Our expectations regarding the sex differences in pupil dilation were based on the findings of Campbell et. al. (
2018), but our results did not confirm these predictions, as no differences emerge. As a conclusion, both sexes showed similar performance in the mental rotation tasks and exerted the same levels of cognitive effort for each stimulus type. This also means that all embodiment facilitations provoked similar changes in cognitive load and task performance for both sexes. This gives a hint that both males and females are able to solve mental rotations tasks, which have the same amount of spatial embodiment, with the same effort (Amorim et al.,
2006). Spatial embodiment includes the mapping of a body-relevant coordinate system that facilitates the mental rotation process.
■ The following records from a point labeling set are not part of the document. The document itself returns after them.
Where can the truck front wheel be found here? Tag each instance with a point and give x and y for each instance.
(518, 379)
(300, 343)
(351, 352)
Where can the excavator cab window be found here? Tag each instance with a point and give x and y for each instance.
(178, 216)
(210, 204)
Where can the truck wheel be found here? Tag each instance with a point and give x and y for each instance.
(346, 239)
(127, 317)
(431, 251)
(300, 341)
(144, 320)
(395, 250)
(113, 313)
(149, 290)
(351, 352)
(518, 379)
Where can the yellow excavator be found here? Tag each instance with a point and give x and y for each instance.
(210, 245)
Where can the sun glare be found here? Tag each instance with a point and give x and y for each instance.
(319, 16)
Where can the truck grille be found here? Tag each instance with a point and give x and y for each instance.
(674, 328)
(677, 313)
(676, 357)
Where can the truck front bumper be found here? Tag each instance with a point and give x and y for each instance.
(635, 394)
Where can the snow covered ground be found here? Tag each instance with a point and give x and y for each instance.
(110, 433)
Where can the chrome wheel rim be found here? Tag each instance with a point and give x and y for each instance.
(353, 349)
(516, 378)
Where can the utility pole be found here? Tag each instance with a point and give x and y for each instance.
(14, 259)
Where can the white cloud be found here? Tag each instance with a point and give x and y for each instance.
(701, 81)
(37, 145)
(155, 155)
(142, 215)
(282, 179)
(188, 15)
In our case, having controlled object-based transformations as instructed, spatial embodiment seems to partially explain the differences in behavioral performance. With the results for pupil dilation matching those for behavioral data, spatial embodiment can explain the reduced pupil size for embodied figures, having a logical alignment in the geometric space.
Our findings did not show any differences between the two embodied stimulus types. This is interesting, as they differ between each other regarding their geometric form. Body postures and cube figures are s-shaped comprising three bends, with body postures imitating the shape of the abstract figures. Human figures instead comprise only one or two bends, and are more i- or t-shaped. Thus, the stimulus types differ in spatial complexity, and human figures could theoretically be assumed to facilitate visual absorption and processing. However, the difference in geometric form had no impact in this experiment. Overall, our results provide—for the first time—evidence that males and females need the same cognitive effort for the solution of this task.